LSTM seq2seq input and output with different number of time steps

I am new to this field and currently working on a video action prediction project using keras. The input data takes 10% frames of each video and convert all same successive actions into 1 single action. For example [0,0,0,1,1,1,2] -> [0,1,2]. After applying padding and one-hot encoding, the shape of the input data is (1460, 6, 48) -> (number of videos, number of actions, one-hot encoded form for 48 actions). I would like to predict all future actions for each video. The shape of the output should be (1460, 23, 48) -> (number of videos, max timesteps, one-hot encoded form for 48 actions).

Here is my current approach, which does not work.

def lstm_model(frame_len, max_timesteps):

    model = Sequential()
    model.add(LSTM(100, input_shape=(None,48), return_sequences=True))
    model.add(Dense(48, activation='tanh'))
    model.compile(loss='mae', optimizer='adam', metrics=['accuracy'])
    model.summary()
    return model

I would like to know if I have to keep the number of timesteps the same for input and output. If not, how could I modify the model to fit such data.

Any help would be appreciated.

Solution

You can do someting like this :

Encode your input data with LSTM
Copy the required number of time this encoded vector
Decode the encoded vector

In keras, it looks like :

from tensorflow.keras import layers,models

input_timesteps=10
input_features=2
output_timesteps=3
output_features=1
units=100

#Input
encoder_inputs = layers.Input(shape=(input_timesteps,input_features))

#Encoder
encoder = layers.LSTM(units, return_sequences=False)(encoder_inputs)

#Repeat
decoder = layers.RepeatVector(output_timesteps)(encoder)

#Decoder
decoder = layers.LSTM(units, return_sequences=True)(decoder)

#Output
out = layers.TimeDistributed(Dense(output_features))(decoder)

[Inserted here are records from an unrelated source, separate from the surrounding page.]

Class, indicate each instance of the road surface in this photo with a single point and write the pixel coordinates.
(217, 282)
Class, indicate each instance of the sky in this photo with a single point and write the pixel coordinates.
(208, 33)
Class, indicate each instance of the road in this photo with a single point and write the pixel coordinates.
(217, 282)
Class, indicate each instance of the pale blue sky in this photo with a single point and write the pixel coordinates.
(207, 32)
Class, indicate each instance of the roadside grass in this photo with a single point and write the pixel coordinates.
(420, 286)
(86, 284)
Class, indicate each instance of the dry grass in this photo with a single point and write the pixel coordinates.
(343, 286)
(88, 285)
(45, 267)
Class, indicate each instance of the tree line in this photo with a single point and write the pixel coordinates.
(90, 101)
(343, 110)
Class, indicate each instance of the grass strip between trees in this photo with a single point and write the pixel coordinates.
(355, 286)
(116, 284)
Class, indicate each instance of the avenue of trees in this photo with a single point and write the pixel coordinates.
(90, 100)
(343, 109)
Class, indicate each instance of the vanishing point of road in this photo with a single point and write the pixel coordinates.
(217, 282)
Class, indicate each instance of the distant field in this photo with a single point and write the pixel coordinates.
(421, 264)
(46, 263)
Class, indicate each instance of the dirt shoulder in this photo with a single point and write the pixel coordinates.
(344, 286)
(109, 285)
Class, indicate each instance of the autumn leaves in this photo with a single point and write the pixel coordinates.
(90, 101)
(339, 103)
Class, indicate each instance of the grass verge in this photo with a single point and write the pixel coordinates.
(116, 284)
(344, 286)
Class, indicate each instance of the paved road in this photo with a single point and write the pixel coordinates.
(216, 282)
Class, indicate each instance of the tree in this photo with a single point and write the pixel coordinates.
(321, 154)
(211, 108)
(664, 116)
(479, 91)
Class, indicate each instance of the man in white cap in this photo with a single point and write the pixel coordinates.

model = models.Model(encoder_inputs, out)

it gives you:

_________________________________________________________________
Layer (type)                 Output Shape              Param #   
=================================================================
input_1 (InputLayer)         [(None, 10, 2)]           0         
_________________________________________________________________
lstm (LSTM)                  (None, 100)               41200     
_________________________________________________________________
repeat_vector (RepeatVector) (None, 3, 100)            0         
_________________________________________________________________
lstm_1 (LSTM)                (None, 3, 100)            80400     
_________________________________________________________________
time_distributed (TimeDistri (None, 3, 1)              101       
=================================================================

if you want to keep the cell state from the encoder to re use in the decoder, you can do it with return_state=True. Check this question.